Wow two years and things have changed. Now I couldn't imagine suggesting that another book store open. Any book store that's still open in the days of kindles and ipads is lucky.

Capital Supermarket? You mean the place with the red awning on 11th street? I park by there sometimes if I happen to be hooking up with a white gentrifier that lives in the area. It looks kinda ghetto from the outside.

The area could use a mid-range supermarket like a Safeway or Giant. Not sure they're ready for a Whole Foods or anything like that.

Quote:
Originally Posted by Bluefly View Post
You may be right, but what amusement park do you see dropped on U Street? I feel like the nightlife and restaurants on U have always reflected who's living there. It's become a mix of professoinal black and youngish professional white/Asian/ME/etc. that have a few of their own places but tend to mix up pretty well with each other, especially in the jazz spots and places like Marvin... pretty accurate representation of the area, for better or worse.

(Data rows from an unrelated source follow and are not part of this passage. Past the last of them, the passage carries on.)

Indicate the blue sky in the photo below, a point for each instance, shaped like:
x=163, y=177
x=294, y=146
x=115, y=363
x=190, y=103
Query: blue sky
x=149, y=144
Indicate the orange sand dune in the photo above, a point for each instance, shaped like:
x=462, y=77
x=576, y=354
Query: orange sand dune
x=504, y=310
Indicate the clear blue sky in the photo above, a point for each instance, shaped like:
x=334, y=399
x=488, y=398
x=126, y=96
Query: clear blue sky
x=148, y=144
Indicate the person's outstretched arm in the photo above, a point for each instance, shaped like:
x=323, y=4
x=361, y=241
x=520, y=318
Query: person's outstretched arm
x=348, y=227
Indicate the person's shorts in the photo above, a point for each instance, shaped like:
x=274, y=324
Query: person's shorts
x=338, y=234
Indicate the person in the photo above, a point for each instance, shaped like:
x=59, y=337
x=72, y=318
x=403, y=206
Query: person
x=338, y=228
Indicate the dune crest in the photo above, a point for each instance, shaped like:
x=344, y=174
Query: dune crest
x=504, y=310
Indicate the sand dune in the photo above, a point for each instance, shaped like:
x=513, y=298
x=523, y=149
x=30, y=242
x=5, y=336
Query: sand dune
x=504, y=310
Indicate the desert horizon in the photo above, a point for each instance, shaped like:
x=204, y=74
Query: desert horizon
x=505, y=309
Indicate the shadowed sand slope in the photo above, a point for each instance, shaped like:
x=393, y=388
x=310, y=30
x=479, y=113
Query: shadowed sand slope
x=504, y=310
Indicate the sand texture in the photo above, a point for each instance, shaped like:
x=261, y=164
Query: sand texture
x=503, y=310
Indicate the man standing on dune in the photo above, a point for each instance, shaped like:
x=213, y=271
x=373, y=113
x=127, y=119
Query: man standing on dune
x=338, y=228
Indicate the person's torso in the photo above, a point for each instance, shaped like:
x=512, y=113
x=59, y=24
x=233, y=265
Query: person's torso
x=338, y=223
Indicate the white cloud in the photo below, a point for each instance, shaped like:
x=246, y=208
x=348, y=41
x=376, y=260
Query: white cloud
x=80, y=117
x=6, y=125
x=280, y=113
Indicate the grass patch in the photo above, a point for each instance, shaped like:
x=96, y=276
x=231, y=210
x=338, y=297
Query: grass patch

H Street NE emerged because a successful bar owner built several new bars all at once that were clearly designed to attract young white people to a very black neighborhood. I'm sure a lot of the new white kids think they're on the frontier of hip, but it was all very orchestrated to lure them in from the beginning. 11th Street in Columbia Heights, in contrast, I'd say grew up more organically as the neighborhood changed, but I've never been in those places so I don't know.
I love racial mix on U street.

H street is very up and coming. My experience so far was taking a date to the burlesque show and taking myself out to Sticky Rice when they had Living Social deal. It was fun. I really like H street and can see a lot of potential particularly when the streetcar gets going.